Pour son entrée à l'Opéra de Paris, où il n'avait fait qu'une brève apparition un soir d'avril 1930 avec Conchita Supervia, l'Italienne à Alger de Rossini a suscité de la part de son metteur en scène un délire de gags aussi farfelus que grivois. Certes, l'ouvrage se prête volontiers au traitement bouffe, mais l'excès est toujours nuisible. Le metteur en scène roumain Andrei Serban, déjà signataire à Bastille d'une provocante Lucia di Lammermoor, n'a pas fait dans la dentelle. Les premières images du hammam sont d'une vulgarité stupéfiante, avec ces eunuques bidonnants d'une laideur frelatée. D'autres effets sont mieux venus, comme cette belle italienne échappant, grâce à l'intervention d'hommes-grenouilles, au naufrage du... Titanic, ou ce gorille clonant continûment Taddeo, l'amoureux transi. Si le premier acte passe tel l'éclair, le second traîne en longueur. D'autant que la direction de Bruno Campanella manque singulièrement d'allant et de poésie. Reste la distribution, qui échappe à la routine du chef et aux excès du scénographe, le réjouissant Taddeo d'Alessandro Corbelli, le Bey bien en voix et joliment bouffon de Simone Alaimo et le Lindoro raffiné de Bruce Ford, à qui il faut associer la faconde de l'Elvira de Jeannette Fischer et, surtout, la pétulante Isabella de Jennifer Larmore.

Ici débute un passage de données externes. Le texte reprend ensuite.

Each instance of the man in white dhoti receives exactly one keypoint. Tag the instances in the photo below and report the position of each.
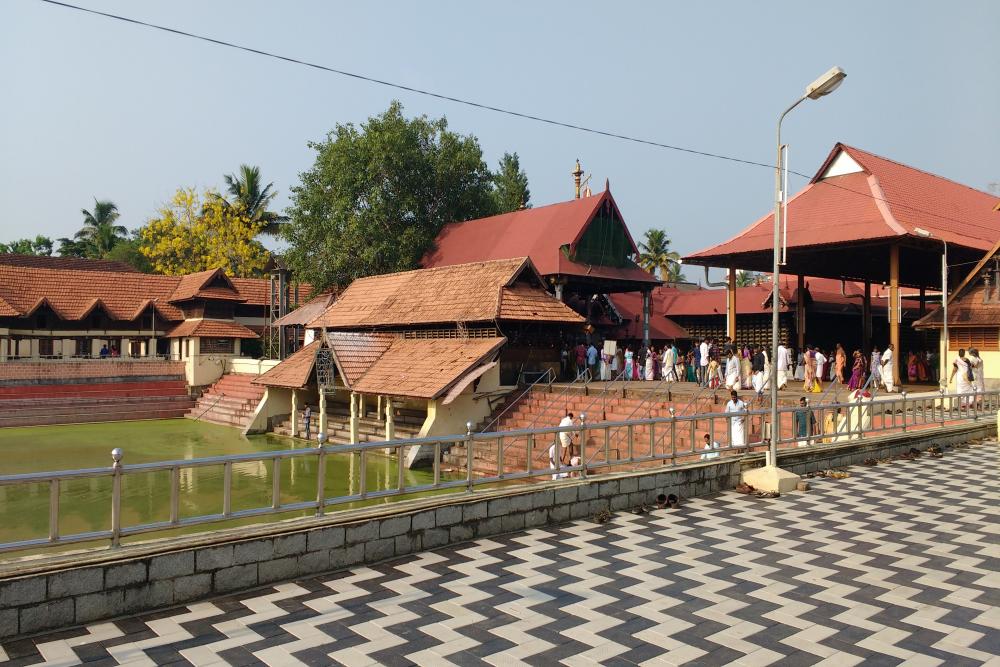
(961, 371)
(738, 422)
(564, 451)
(732, 370)
(888, 377)
(667, 366)
(783, 362)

Commande de l'Opéra de Paris, alors Académie impériale de musique pour laquelle Verdi avait déjà composé les Vêpres siciliennes, Don Carlo répond aux normes du « grand opéra » à la française. Créé en 1867 dans une version française en cinq actes sous le même titre que le drame de Friedrich Schiller, Don Carlos, l'œuvre connaîtra plusieurs réalisations, dont celle retenue par l'Opéra-Bastille. Deux saisons après l'original français présenté au théâtre du Châtelet, l'Opéra de Paris opte pour la révision en quatre actes de 1884, qui fait abstraction de « l'acte de Fontainebleau » Moins saisissant du point de vue dramatique que Luc Bondy au Châtelet, Graham Vick s'avère moins directeur d'acteurs et moins inspiré dans les scènes d'intimité, mais s'impose dans les grands espaces. Mais le spectacle proposé à Bastille vaut surtout pour l'exceptionnelle distribution concoctée par un James Conlon transporté par les clairs-obscurs de la partition de Verdi au point d'en oublier des subtilités. De l'Inquisiteur d'un sinistre saisissant de Kristinn Sigmundsson au Philippe II fascinant d'autorité et de vocalité de Samuel Ramey, le plateau est irréprochable, à commencer par l'Elisabeth pure et fragile de Carol Vaness et par l'impétueuse Eboli de Dolora Zajick.